When the wrestlers returned to Jantar Mantar last month, the Indian Olympic Association’s (IOA) first-ever, newly launched Athletes Commission (AC) had a chance make a first mark. The AC showed itself up as ineffectual –disturbingly, deliberately so. Earlier this month, Hindustan Times reported that an AC member had blocked those who wanted to issue a public statement of support for the wrestlers. The blocker cited an AC-regulation privacy clause.

Olympic champion Abhinav Bindra, a member of the International Olympic Committee (IOC)’s athlete commission, says athlete representatives have a “duty and moral obligation to do everything we can for the well-being and safety of the community, and importantly, ensure that the athletes' voice is heard.” In response to India’s first-ever public athletes protest this century, IOA’s AC chose “no comment”. Abdication of responsibility and dereliction of duty right there.

Since its inception last November, controversies have dogged this AC. A few hours before the AC elections, a majority of candidates’ names vanished and a late night ‘unanimous’ verdict was declared. Shooter Gagan Narang, a member of the AC, then became IOA vice-president, a conflict of interest due to a flaw in the new IOA constitution. Narang must pick his team: either IOA office-bearer or athletes’ rep.

ACs in Indian sporting federations, for the majority, are box-tickers. The WFI’s AC has Sakshi Malik and Bajrang Punia, now protest leaders, as members. They had to go over WFI’s head as their main complaints were against their powerful president. The idea of a players’ body is seen as anathema, a direct challenge to federations. Cricket’s three attempts at an independent player-driven association failed. Post Lodha, a mandatory players association was set up in 2019, with limited powers. The Indian Cricketers Association is restricted to retired players.

The other Indian sport where athletes have a say is the Professional Golf Tour of India.

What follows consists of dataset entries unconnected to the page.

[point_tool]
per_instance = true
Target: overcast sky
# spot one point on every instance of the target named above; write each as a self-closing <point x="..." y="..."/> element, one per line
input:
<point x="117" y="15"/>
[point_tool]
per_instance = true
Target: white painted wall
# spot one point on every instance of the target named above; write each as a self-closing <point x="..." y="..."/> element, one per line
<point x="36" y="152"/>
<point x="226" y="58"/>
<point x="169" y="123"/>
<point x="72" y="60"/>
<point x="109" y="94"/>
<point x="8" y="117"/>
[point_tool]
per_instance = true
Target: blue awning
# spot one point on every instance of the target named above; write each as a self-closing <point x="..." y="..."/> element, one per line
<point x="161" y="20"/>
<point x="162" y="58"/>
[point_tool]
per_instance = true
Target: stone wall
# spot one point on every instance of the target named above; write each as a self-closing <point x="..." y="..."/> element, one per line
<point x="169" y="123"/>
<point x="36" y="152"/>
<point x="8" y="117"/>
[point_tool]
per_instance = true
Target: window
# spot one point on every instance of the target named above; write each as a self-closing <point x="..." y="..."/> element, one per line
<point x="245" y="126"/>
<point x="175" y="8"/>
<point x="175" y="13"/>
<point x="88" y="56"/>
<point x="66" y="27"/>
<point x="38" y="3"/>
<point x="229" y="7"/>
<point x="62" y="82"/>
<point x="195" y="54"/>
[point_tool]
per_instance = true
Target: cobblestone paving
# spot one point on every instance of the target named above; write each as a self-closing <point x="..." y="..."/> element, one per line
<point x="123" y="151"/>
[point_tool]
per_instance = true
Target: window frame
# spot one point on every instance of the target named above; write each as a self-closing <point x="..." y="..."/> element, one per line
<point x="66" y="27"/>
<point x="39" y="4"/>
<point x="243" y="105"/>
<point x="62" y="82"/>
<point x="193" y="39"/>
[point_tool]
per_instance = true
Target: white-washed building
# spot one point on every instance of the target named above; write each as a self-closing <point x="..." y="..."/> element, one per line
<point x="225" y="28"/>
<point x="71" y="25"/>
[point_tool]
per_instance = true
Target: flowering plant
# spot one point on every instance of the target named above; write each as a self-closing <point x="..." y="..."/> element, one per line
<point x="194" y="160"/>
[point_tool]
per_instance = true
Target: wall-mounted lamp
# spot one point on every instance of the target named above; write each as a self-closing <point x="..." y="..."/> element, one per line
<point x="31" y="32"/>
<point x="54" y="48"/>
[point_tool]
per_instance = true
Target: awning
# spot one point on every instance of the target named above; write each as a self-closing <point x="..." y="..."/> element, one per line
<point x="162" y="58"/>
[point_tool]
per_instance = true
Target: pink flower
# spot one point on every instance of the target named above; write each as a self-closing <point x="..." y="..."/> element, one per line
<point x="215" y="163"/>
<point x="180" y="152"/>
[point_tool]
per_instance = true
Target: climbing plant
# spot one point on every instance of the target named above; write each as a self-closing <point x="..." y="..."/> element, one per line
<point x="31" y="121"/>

PGTI is a players’ organisation with a players committee looking into contractual and financial disputes. The only major Indian sport with a fully functioning, independent players association, is football.

The Football Players Association of India (FPAI) was created in 2006, Bhaichung Bhutia its founding president. In 2011, it was affiliated with FIFPRO, the worldwide union of professional footballers. One of its early challenges was communicating the importance of collective representation to players worried that signing up with FPAI meant annoying the clubs.

FPAI was also cold shouldered by All India Football Federation (AIFF). Siddharth Bhattacharya, senior manager FPAI, says, “the previous government in AIFF was very apprehensive that there was this union but now we are trying to set up a dialogue and work on a standard contract for players across both leagues.”

Every Indian player in ISL and I-League division 1 is an FPAI member, which handles contractual disputes over terms and pay, provides post-retirement advice and can negotiate on behalf of players without agents. The FPAI’s board consists of former and current players, ex-international coach Renedy Singh is president and India captain Sunil Chetri one of four vice-presidents.

Bhattacharya and All India Football Federation (AIFF) secretary general Shaji Prabhakaran say vibrant player bodies are necessary for all sports. Prabhakaran says, “players are the vital element of any sport. If their rights are protected, if they have a platform to voice their grievances, it helps a sport grow in a very balanced way.”

Player associations in professional sport are common around the world, but Bhattacharya says, “India is very bureaucratic, people don’t want to give their power to anybody else and they don’t want a voice to be raised. Not that it must be raised in every matter but when a voice needs to be raised, they don’t want that to happen.”

FPAI’s challenge now lies in signing on women players from their tiny ecosystem. India’s women pros number around 40-50 who play a month-long league. The women are hesitant to join fearing reprisal from clubs or being booted out of the national team.

In the light of the wrestlers’ protest, their manhandling by police and scenes of barricades being welded together, Indian football’s debates sound as if they come from another country. Of course, the essential professionalism of football – the contract between player and club – is far removed from the sports ministry, SAI camps and heavy-handed federations.

In Hockey India, even after the Odisha government windfall – the latest being Rs. 431.12 crore to be released between 2023-2033 – there is no movement towards a match-fee structure or professional leagues with contractual payments. Ad-hoc ‘cash incentives’ are nothing but feudalism disguised as largeheartedness.

One last cruel twist around Indian sport’s independent voices. In July 2016, the Olympians Association of India was launched for the welfare of Olympians with the creation of a website to help them “access information on outreach programmes, career management, skill development, health insurance, pensions, mentorships, legal advice and support.” That website link currently “can’t be reached”.